Let's face it, life would be a lot easier without the pressures that lead to stress and anxiety. Everyone suffers anxiety to some extent in their lives, but whether you are going through a period of stress, or suffering with an anxiety disorder, we should be mindful of the fact that we needn't compare ourselves to the way others are feeling and put ourselves on the back burner because our to-do lists are 'much more important'. There are ways to manage the effects of stress and anxiety that we should be implementing into our daily lives, because we don't need to keep struggling through with it simply being there all the time. Stress and anxiety can not only be 'accepted', but it can also be managed.
1. Maintaining a healthy lifestyle
This goes without saying. Eating a healthier diet and drinking more water can improve our wellbeing immensely by boosting our mood and energy. Staying hydrated can also help to mitigate headaches, which can be a significant symptom of stress. In addition, getting a proper nights' sleep by going to bed at a good hour and switching off our electronic devices earlier in the evening can be incredibly beneficial for our body and mind.
Exercise is another way to manage the effects of stress and anxiety that is celebrated by doctors and therapists alike. Exercise not only keeps us fit and healthy, but it can also improve the way we feel about how we look. Don't get me wrong, I struggle with the idea of forming a regular exercise routine and it's definitely something I've got to work towards, but this doesn't have to be 'three-hours-in-the-gym-sweating-profusely-and-coming-home-to-glug-protein-shakes'. If you can do that, I admire you! But for those of us who are just starting out, it's as simple as taking a walk each day, getting out in the garden and bending and stretching for weeds, or doing yoga once a week. An exercise routine is something to build upon, but it has a brilliant and undoubtable effect on our physical and mental health.
Although meditation is not everyone's cup of tea, I strongly recommend you give it a try. There are lots of apps you can download for your phone that guide you through a peaceful session of meditation if you need some help, or else you can listen to calm and ambient sounds by yourself. My go-to app for guided meditation is Headspace. I can sit at my computer in the middle of a mammoth task and decide to take mere minutes out of my day to shut off and relax, before finishing and feeling completely refreshed. Or else, you can find a comfortable space on the floor or on your bed to meditate first thing in the morning or last thing at night.
Whatever you find therapeutic or comforting to do, be it gardening, colouring, painting, writing or reading, go ahead and do it! There's nothing quite like taking time out to do something you enjoy, for yourself, with no pressure. It's activities like this that act as building blocks for our creativity. On the other hand, if watching educational videos is your thing, go ahead and do that! I find I get an enormous amount of motivation from watching others do what they love too.
In a similar vein, self-care is not an indulgent activity you should disallow yourself to engage in. Make time for a hot soak in a bubble bath, wash off the day's work and slip your PJ's on early. Spend some well-earned time on the sofa! Get out in the garden early, or stay out there until it gets dark and the air dampens. All are simple but effective ways to unwind after a particularly stressful day.

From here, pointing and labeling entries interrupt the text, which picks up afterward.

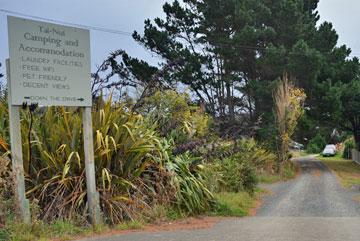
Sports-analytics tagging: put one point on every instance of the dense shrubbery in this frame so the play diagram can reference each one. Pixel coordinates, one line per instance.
(160, 158)
(316, 144)
(236, 166)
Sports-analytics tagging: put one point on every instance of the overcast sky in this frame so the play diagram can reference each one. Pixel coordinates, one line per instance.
(129, 15)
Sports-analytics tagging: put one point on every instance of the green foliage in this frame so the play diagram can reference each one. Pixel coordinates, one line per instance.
(234, 204)
(349, 144)
(316, 144)
(238, 174)
(174, 117)
(192, 195)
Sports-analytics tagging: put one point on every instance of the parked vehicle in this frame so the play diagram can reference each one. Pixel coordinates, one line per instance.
(330, 150)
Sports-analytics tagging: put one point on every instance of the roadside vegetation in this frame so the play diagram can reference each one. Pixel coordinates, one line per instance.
(146, 172)
(347, 170)
(250, 85)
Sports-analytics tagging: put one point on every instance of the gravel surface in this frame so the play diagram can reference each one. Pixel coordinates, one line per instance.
(313, 207)
(315, 193)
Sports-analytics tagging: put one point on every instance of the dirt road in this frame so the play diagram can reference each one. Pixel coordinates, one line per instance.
(313, 207)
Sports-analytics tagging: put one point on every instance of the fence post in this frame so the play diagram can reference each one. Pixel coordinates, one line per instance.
(16, 155)
(92, 194)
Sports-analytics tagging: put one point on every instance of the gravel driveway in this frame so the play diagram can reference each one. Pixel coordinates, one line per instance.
(313, 207)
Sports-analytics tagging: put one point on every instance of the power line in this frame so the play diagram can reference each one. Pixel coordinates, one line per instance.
(125, 33)
(96, 28)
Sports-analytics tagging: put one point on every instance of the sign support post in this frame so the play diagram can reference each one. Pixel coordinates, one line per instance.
(50, 65)
(16, 155)
(92, 194)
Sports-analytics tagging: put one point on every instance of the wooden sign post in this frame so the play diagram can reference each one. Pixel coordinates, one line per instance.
(22, 204)
(49, 65)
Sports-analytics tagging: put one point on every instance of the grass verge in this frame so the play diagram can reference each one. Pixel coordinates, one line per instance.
(236, 204)
(290, 171)
(347, 170)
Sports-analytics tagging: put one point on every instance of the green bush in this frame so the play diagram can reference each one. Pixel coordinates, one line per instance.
(238, 174)
(316, 144)
(192, 195)
(348, 146)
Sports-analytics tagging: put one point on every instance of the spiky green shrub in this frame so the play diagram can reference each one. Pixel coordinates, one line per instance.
(238, 175)
(192, 195)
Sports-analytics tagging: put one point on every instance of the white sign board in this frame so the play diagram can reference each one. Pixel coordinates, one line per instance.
(49, 64)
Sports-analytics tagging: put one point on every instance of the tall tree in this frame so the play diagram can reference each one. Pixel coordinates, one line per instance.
(231, 52)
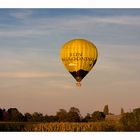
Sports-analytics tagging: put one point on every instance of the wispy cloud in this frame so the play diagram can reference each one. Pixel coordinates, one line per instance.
(30, 75)
(44, 26)
(61, 84)
(21, 14)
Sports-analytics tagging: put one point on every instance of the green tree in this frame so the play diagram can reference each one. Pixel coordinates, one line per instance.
(74, 115)
(14, 115)
(122, 111)
(62, 115)
(27, 117)
(37, 117)
(98, 116)
(1, 114)
(106, 110)
(87, 118)
(131, 121)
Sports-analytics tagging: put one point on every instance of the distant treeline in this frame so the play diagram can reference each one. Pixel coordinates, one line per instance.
(73, 115)
(72, 120)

This is one is paramount in my book. There is nothing like talking to loved ones about the way you feel and asking them for advice. Socialising and surrounding yourself with people you love is a great way to come to terms with rough patches and can show you that there may be more important things to focus on than whatever you are worrying about. Just remember that if you are beginning to feel as though you have more bad days than good, it's time to seek help from your GP. There is absolutely nothing wrong with admitting your feelings are too much to bear and that you need some expert advice. It takes a lot of courage and is a very difficult step to take but you will feel better for it. Your GP can help point you in the right direction, and you will certainly not be the only one. Verbalising our feelings can help us to understand why we are feeling the way we are, as well as lift a lot of weight off our shoulders!
7. 'No expectations'
The final point is one courtesy of thedailyzen.org and it resonated so poignantly with me that I had to include it here. It's not one I had ever really considered before until I read it and realised how much I should be applying it to my own life. So many times have I gone to bed after a stinky day and woken up the next morning thinking 'Right! Today is the day that I will feel better, I've got this!' The truth is, sometimes I say this and it only takes me a couple of hours to realise that maybe I haven't. But that's alright! When you're coming out of a dark patch or sticking point in time, it takes a while to get yourself back together and remember that everybody has bad days. It's part of life that we have those days we would rather bury in the past and forget about, but no day will ever be the same. One of my favourite quotes to tell myself on a bad day is: this day too shall pass. It's a reminder that every new day is a chance to build on the last, and that it won't always be like this. Rather than having expectations, we should simply focus on each step we take towards a clearer, fresher state of mind.